Hace un par de días mencioné y mostré impúdicamente mi maravilloso tornillo en la rótula. Acabo de recordar algo que me ocurrió este verano relacionado con esa pequeña parte inoxidable de mí, y dado que hoy me siento incapaz de escribir nada que merezca la pena, les dejo esa anécdota para su deleite.
Viajaba en un tren de cercanías en uno de esos amaneceres de verano en que parece un delito subir a un autobús. Rodeado de gente medio dormida, iba con la nariz rozando las páginas de un libro, también somnoliento y perdido en la lectura. Mi rodilla izquierda empezó a dolerme intensamente. No era algo normal: nunca me molesta, ni me avisa de los cambios del tiempo, ni soy capaz de captar ondas de radio con los diez centímetros de metal que llevo en ella. Me miré la pierna, la froté ligeramente y levanté la vista hacia la ventanilla intentando saber cuanto faltaba para mi parada. En ese mismo momento, el tren pasaba frente al hospital donde me habían operado para meterme ese tornillo.
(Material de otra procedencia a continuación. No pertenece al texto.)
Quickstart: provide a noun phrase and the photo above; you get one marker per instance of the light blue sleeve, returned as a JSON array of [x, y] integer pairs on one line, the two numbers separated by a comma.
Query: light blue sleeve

Reconozco que me pasé el resto del viaje sin quitar los ojos de mi rodilla, mirándola con recelo, sospechando que la muy puta tenía un sexto sentido del que carezco en el resto de mi anatomía. Ese conjunto de huesecillos, tendones y músculos se había quejado al reconocer, sin ayuda de la vista, el sitio donde un año antes lo habían abierto en canal para meterle un cuerpo extraño.
Consejo, damas y caballeros: no se fíen de sus rodillas. Son mucho más listas de lo que parecen.